The dissociation of molecular iodine into iodine atoms is represented as i2(g) ⇌ 2i(g) at 1000 k, the equilibrium constant kc for the reaction is 3.80 × 10−5. suppose you start with 0.0456 mol of i2 in a 2.28−l flask at 1000 k. what are the concentrations of the gases at equilibrium? what is the equilibrium concentration of i2

Answer 1

First, we must write the balanced chemical equation for the process:

I₂ (g) ⇌ 2I (g)

The chemical reactions that occur in a closed container can reach a state of chemical equilibrium that is characterized because the concentrations of the reactants and products remain constant over time. The equilibrium constant of a chemical reaction is the value of its reaction quotient in chemical equilibrium.

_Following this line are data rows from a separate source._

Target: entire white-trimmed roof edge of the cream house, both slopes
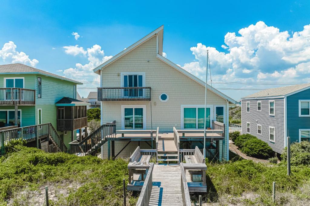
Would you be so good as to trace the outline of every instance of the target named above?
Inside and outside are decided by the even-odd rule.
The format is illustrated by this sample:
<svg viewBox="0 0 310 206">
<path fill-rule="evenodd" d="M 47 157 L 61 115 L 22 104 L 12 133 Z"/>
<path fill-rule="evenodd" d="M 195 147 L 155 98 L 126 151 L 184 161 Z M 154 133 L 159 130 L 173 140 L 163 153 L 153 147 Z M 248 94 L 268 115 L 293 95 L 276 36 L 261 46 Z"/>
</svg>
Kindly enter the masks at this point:
<svg viewBox="0 0 310 206">
<path fill-rule="evenodd" d="M 164 33 L 164 25 L 162 25 L 161 27 L 155 29 L 153 32 L 149 33 L 147 36 L 144 36 L 142 39 L 137 41 L 135 44 L 132 44 L 130 47 L 128 47 L 125 50 L 123 50 L 122 52 L 118 53 L 117 55 L 115 55 L 114 57 L 109 59 L 108 61 L 106 61 L 103 64 L 99 65 L 98 67 L 93 69 L 93 71 L 96 74 L 100 74 L 100 70 L 104 69 L 104 67 L 110 65 L 111 63 L 113 63 L 117 59 L 119 59 L 122 56 L 124 56 L 126 53 L 128 53 L 128 52 L 132 51 L 133 49 L 137 48 L 139 45 L 143 44 L 144 42 L 146 42 L 147 40 L 149 40 L 153 36 L 158 36 L 158 38 L 157 38 L 158 39 L 157 40 L 157 58 L 162 60 L 166 64 L 170 65 L 171 67 L 177 69 L 179 72 L 183 73 L 184 75 L 188 76 L 189 78 L 193 79 L 194 81 L 196 81 L 197 83 L 199 83 L 199 84 L 201 84 L 202 86 L 205 87 L 206 86 L 206 82 L 202 81 L 201 79 L 197 78 L 193 74 L 189 73 L 185 69 L 179 67 L 178 65 L 176 65 L 172 61 L 170 61 L 167 58 L 162 56 L 163 33 Z M 236 103 L 236 101 L 234 99 L 228 97 L 227 95 L 224 95 L 222 92 L 220 92 L 219 90 L 211 87 L 209 84 L 207 84 L 207 88 L 210 91 L 214 92 L 215 94 L 219 95 L 220 97 L 222 97 L 224 99 L 227 99 L 229 101 L 229 103 L 234 103 L 234 104 Z"/>
</svg>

The equilibrium constant (Kc) is expressed as the ratio between the molar concentrations (mol/L) of reactants and products. Its value in a chemical reaction depends on the temperature, so it must always be specified.

So, the equilibrium constant for the above reaction is,

Kc = $\frac{[I]^{2} }{[I_{2} ]}$

The initial concentration of I₂ is:

[I₂]₀ = $\frac{0.0456 mol}{2.28 L}$ → [I₂]₀ = 0.0200 M

To facilitate the visualization of the reaction, we can write it in the following way,

        I₂        ⇌         2I

0.0200 M                -                   initial

0.0200 M - x          2x                 equilibrium

As the reaction doesn't go to completion, at equilibrium an amount x dissociates of the initial concentration of I₂ to produce 2x of I  (because of the stequiometric coefficients).

At equilibrium [I₂] = 0.0200 M - x and [I] = 2x. By substituting this in the above equation for kc we will be able to find the value of x and then calculate the concentrations of both gases in equilibrium.

If kc = 3.80ₓ10⁻⁵ we have,

Kc = $\frac{[I]^{2} }{[I_{2} ]} = \frac{(2x)^{2} }{0.0200 - x} = 3.80x10^{-5}$

Since the dissociation constant has such a low value, we can assume that the degree of dissociation of I₂ is very low, therefore x ≈ 0 and,

$\frac{(2x)^{2} }{0.0200 - x} = \frac{4x^{2} }{0.0200} = 3.80x10^{-5}$

→ x = 4.36ₓ10⁻⁴ M

Then, the concentrations of the gases I₂ and I at equilibrium are,

[I₂] = 0.0200 M - x = 0.0200 M - 4.36ₓ10⁻⁴ M →  [I₂] = 0.0196 M

[I] = 2x = 2 x 4.36ₓ10⁻⁴ M →  [I] = 8.72ₓ10⁻⁴ M